FWL scales: two controls, same identity, +0.2706

Model Coupons coef. SE p
Full OLS (+ income + day) +0.2706 0.119 0.028
FWL (+ income + day) +0.2706 0.116 0.023

Partial out income and day-of-week from both sides — identical coefficient. The theorem holds for any number of controls.

The Resolution

Act III

After partialling-out income, coupons raise sales by +0.267

+0.267

\(\hat\beta_1\) on coupons, full OLS = FWL (SE 0.118) · matches the true +0.200 within finite-sample noise

Simpson’s paradox, resolved: the slope flips from −0.106 to +0.267

Left: naive negative slope. Right: positive slope after partialling-out income. Same 50 stores.

Six estimators, one coefficient: FWL is an identity, not an approximation

Method Coupons coef. SE p
Naive OLS (no controls) −0.1059 0.116 0.365
Full OLS (+ income) +0.2673 0.120 0.031
FWL residualize \(x\) only +0.2673 1.271 0.834
FWL residualize both +0.2673 0.118 0.028
Full OLS (+ income + day) +0.2706 0.119 0.028
FWL (+ income + day) +0.2706 0.116 0.023

Does FWL make this causal? No — it visualizes, it does not identify

Objection. Residualizing on income looks like a trick that manufactures a causal effect.

Response.
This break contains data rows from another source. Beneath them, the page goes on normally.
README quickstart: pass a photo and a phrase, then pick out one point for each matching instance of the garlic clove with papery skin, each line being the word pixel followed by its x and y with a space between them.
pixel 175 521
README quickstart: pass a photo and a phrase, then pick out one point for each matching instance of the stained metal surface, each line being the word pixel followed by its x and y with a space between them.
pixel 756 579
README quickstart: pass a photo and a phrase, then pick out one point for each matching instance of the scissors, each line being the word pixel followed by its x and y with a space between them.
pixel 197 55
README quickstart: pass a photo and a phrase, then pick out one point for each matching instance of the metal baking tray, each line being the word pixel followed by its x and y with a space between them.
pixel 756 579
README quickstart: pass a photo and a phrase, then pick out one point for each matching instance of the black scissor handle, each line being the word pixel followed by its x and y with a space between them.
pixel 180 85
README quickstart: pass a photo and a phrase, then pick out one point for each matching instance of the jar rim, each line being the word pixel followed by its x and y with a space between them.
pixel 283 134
FWL is pure algebra — it only reproduces what OLS already computes. The causal reading needs one assumption: income is the only confounder. FWL pictures that adjustment; it cannot certify it.
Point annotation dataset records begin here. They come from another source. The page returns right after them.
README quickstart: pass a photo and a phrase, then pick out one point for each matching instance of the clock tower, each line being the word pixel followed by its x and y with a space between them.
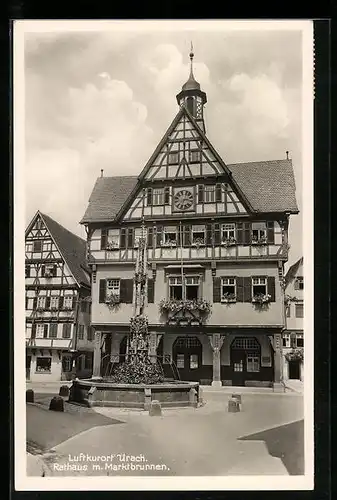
pixel 192 97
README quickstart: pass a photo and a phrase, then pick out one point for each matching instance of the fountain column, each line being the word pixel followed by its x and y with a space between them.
pixel 96 373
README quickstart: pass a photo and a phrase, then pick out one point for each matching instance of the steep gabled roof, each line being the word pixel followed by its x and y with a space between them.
pixel 72 247
pixel 291 273
pixel 268 185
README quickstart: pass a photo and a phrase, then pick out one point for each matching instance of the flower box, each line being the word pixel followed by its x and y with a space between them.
pixel 261 298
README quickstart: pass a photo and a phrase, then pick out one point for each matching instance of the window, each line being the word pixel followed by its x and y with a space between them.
pixel 193 361
pixel 228 289
pixel 53 330
pixel 299 310
pixel 176 288
pixel 43 365
pixel 195 156
pixel 37 246
pixel 169 236
pixel 299 283
pixel 253 363
pixel 192 287
pixel 198 235
pixel 90 334
pixel 173 158
pixel 259 286
pixel 81 332
pixel 259 232
pixel 41 302
pixel 113 239
pixel 300 342
pixel 228 233
pixel 68 302
pixel 180 360
pixel 113 287
pixel 286 340
pixel 66 331
pixel 209 194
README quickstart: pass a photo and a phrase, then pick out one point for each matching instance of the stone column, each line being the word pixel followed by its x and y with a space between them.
pixel 97 356
pixel 216 342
FWL is Double Machine Learning with a linear mop

FWL (here)

  • residualize \(y\), \(d\) with OLS
  • regress residual \(y\) on residual \(d\)
  • exact for linear confounding

Double ML

  • residualize \(y\), \(d\) with ML (forest, lasso)
  • regress residual \(y\) on residual \(d\)
  • handles non-linear, high-dim controls

Same residualize-then-regress logic; swap OLS for a flexible learner and you get a debiased causal estimate.

Don’t read the coefficient — read the partialled-out scatter.